Future for the JOni regex library

Mon May 6 11:09:25 PDT 2013

Thanks for the updates, Hannes!

Wow, I didn't expect to hear you already had a regex compiler, but I
suppose I should have known :-) I wonder if we can port it back to
Joni and finish it...regex compilation has been on our want list for a
long time.

I understand what you mean about stripping stuff out. We have to use
Joni almost as-is because of the complexities of Ruby regex and
encoding logic, but there's not much need for you to do the same.
Sharing in the long term will probably be difficult.

I'm also really excited to hear that you will try to JEP this into
OpenJDK as the new regex backend. Have you been in contact with the
author of Joni, Marcin Mielzinsky? He would be very proud to know this
is in process, and obviously he deserves pretty much all the credit
for making this thing happen.

- Charlie

On Wed, May 1, 2013 at 5:50 PM, Hannes Wallnoefer
<hannes.wallnoefer at oracle.com> wrote:
> Hi Charlie,
>
> I feel a bit guilty for not getting (or keeping) in touch with you about
> this. We recently switched to Joni as our default regexp engine and it's
> working pretty well.
>
> What we have in Nashorn now is still relatively close to the JRuby codebase.
> Both share the same package structure, classes, and methods. Our code is
> just simpler because it doesn't have to deal with different encodings. My
> github fork contains a "noencoding" branch that represents the connection
> between the two:
>
> https://github.com/hns/joni/tree/noencoding
>
> However, there are some forces that might force us to drift further apart.
> One of them is code coverage. As it is, JavaScript uses a rather limited
> subset of what Joni provides, and this means a lot of code is neither used
> nor tested. Maintaining these bits doesn't seem to make sense (as far as
> Nashorn is concerned).
>
> It's a similar story with coding standards. We ran FindBugs over Joni and it
> found a number of issues, including things like public final arrays. Fixing
> these could require us to change the package structure or make other
> structural changes. Not to mention missing Javadocs and obscure naming,
> which would also drive us apart when fixed on our side.
>
> As Jim said I also worked on ASM bytecode generation and got quite far with
> it except for some combinations of nested quantifiers and captures I
> couldn't figure out.

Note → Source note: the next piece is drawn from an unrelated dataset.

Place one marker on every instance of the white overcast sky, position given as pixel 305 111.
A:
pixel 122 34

I've suspended the work for the time being since it's
> not the highest priority thing to do, but here's the patch:
>
> http://cr.openjdk.java.net/~hannesw/8012269/
>
> I definitely think it would be a great idea to keep our versions of Joni
> connected and evolving together. Right now this would still be relatively
> easy, but it will become harder as time goes by.
>
> Hannes
>
>
> Am 2013-05-01 22:10, schrieb Charles Oliver Nutter:
>
>> Hello!
>>
>> I saw a few weeks back that you guys have adopted JRuby's regex
>> engine, JOni, modified to work only with Java's char[]. We're thrilled
>> that you've found our engine useful enough to incorporate!
>>
>> However, I'm wondering about the future of these engines. We have
>> planned improvements, patches that come in from time to time, and so
>> on, and maintaining two separate copies will eventually lead to them
>> diverging. But without any way to specialize our byte[]-based JOni for
>> char[] easily, I'm not sure what can be done.
>>
>> Any thoughts on this? Just to tempt you... a few of the planned
>> improvements:
>>
>> * JVM bytecode compiler, for more fastness
>> * Thread interruptible execution, to kill off regex runs that don't
>> complete
>>
>> It would be great if we could collaborate on such things.
>>
>> - Charlie
>
>